Supreme Court Rules Child Rape Is Less Deserving Of Capital Punishment Than Murder
By Stacie D. Rumenap
July 9, 2008
In a 5-4 decision, the U.S. Supreme Court recently struck down a Louisiana law that allowed capital punishment for an adult convicted of raping a child under the age of 12 (Kennedy v Louisiana). The Court mistakenly held that Louisiana law violates the "Cruel and Unusual Punishment Clause" of the Eighth Amendment, and also voiced a reluctance to impose the death penalty onto non-lethal convictions, or for convictions for which capital punishment has not yet been sentenced-irrespective of its moral or societal opprobrium.
In this case, the victim was an eight-year-old girl who was raped by her step-father at their home and whose injuries were severe enough to require emergency surgery.

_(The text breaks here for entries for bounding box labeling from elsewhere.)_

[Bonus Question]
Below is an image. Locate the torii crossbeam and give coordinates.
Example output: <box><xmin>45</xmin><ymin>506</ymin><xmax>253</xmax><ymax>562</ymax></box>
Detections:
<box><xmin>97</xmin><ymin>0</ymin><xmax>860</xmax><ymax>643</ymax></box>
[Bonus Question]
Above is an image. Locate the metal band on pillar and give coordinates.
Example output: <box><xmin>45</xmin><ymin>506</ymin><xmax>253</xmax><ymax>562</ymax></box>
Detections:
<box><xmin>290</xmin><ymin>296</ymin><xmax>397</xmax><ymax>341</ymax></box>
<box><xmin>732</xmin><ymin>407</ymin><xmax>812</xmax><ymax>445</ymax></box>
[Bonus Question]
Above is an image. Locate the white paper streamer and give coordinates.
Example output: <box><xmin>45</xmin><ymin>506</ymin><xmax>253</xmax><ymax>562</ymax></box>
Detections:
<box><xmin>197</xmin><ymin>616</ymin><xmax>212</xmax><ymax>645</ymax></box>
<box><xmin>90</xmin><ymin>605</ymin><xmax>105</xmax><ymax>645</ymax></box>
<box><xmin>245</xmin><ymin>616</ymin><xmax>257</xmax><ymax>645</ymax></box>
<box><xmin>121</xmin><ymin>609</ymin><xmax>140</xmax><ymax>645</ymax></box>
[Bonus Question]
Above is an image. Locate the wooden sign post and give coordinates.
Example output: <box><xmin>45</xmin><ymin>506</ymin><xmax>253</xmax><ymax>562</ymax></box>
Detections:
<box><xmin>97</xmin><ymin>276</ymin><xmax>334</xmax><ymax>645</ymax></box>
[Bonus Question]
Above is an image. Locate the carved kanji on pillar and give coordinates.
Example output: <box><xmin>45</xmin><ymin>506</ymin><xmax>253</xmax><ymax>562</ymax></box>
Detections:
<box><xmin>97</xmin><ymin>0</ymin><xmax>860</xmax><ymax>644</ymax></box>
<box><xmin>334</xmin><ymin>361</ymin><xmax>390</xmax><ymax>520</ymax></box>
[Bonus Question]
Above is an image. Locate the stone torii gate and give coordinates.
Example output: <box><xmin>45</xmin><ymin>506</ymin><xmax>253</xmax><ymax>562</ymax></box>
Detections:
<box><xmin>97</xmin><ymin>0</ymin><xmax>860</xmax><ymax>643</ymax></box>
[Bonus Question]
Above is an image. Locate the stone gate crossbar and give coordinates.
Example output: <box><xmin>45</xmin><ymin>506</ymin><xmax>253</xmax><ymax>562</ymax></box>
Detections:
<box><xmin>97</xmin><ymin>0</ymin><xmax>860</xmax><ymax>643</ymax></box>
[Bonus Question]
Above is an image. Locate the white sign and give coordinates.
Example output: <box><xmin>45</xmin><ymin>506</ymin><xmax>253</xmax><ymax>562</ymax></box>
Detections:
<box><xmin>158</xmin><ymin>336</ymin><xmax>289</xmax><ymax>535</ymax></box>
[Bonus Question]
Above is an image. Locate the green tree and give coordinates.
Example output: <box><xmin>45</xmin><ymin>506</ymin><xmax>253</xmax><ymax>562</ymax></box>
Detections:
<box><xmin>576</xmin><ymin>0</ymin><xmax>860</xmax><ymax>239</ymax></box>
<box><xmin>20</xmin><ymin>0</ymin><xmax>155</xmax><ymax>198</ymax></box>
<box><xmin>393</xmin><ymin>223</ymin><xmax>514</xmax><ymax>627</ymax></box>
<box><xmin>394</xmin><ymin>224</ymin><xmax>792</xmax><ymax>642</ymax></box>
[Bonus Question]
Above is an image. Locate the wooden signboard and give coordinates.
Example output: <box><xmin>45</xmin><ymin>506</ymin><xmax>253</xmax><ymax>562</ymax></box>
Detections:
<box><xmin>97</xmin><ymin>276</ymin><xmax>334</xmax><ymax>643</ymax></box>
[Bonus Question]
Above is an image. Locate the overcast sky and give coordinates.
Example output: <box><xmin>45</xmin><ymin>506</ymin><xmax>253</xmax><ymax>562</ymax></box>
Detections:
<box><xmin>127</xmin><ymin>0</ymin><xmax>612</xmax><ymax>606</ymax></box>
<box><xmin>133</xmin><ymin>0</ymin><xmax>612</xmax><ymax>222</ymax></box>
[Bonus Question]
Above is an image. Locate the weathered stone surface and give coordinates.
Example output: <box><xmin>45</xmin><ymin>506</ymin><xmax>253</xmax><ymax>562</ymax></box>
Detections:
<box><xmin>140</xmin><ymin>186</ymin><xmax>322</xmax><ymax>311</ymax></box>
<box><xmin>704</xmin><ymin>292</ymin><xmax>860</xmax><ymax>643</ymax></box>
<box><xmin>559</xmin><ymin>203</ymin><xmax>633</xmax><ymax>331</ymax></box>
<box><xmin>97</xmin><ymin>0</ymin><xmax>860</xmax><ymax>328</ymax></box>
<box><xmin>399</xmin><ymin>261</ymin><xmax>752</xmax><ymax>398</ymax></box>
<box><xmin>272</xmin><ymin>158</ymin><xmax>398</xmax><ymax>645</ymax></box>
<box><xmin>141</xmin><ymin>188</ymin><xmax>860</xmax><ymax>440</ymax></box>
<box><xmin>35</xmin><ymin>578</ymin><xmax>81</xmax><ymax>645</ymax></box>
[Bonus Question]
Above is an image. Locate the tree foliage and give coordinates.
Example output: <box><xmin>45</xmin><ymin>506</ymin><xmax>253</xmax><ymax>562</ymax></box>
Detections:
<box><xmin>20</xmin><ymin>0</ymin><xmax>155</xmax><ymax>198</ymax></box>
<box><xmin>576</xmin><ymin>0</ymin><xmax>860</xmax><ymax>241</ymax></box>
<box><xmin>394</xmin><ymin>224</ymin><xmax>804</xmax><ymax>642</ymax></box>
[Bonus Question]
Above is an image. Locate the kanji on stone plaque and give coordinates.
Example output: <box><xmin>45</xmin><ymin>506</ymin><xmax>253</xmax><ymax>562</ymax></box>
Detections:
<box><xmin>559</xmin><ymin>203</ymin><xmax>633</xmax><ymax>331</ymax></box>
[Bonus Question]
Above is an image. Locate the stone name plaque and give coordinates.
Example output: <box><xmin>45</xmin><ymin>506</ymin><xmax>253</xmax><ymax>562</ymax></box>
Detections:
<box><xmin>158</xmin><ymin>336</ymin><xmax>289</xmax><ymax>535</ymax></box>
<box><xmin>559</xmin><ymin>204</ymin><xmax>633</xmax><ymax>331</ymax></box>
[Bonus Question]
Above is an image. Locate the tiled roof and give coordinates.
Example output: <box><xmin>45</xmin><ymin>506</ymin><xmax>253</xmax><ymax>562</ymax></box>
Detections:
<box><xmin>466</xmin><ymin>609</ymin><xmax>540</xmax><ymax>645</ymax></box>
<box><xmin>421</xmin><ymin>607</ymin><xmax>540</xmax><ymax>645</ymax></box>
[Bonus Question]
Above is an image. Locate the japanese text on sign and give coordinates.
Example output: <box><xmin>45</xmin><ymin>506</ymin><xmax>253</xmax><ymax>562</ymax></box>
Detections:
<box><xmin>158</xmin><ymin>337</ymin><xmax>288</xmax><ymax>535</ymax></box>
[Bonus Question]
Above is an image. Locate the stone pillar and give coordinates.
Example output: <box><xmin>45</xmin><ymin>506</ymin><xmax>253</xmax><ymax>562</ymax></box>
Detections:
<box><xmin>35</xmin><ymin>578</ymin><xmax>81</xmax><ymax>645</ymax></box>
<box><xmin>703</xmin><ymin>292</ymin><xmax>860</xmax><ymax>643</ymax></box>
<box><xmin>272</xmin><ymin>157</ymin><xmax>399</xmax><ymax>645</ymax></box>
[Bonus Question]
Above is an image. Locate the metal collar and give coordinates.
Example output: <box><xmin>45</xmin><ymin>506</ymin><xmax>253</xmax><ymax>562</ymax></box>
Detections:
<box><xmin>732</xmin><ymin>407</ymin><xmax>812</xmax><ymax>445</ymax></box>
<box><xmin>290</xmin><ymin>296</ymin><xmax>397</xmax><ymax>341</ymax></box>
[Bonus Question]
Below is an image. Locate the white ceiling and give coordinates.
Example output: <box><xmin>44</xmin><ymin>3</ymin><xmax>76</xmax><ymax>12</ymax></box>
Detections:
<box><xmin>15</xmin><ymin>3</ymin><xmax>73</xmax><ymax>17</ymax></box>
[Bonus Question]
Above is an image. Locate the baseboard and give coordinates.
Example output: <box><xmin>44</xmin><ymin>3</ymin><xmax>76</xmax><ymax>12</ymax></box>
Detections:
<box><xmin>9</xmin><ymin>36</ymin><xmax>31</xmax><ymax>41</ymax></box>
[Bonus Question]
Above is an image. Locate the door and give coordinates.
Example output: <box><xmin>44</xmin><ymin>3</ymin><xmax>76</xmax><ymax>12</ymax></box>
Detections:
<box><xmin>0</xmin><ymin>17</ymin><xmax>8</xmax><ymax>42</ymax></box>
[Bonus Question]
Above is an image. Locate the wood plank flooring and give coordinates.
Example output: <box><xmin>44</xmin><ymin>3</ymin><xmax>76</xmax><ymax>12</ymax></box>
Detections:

Justice Kennedy's majority opinion stated: "The Court would not now begin the same process for crimes for which no one has been executed in more than 40 years." That, he said, would "require experimentation in an area where a failed experiment would result in the execution of individuals undeserving of the death penalty. Evolving standards of decency are difficult to reconcile with a regime that seeks to expand the death penalty to an area where standards to confine its use are indefinite and obscure."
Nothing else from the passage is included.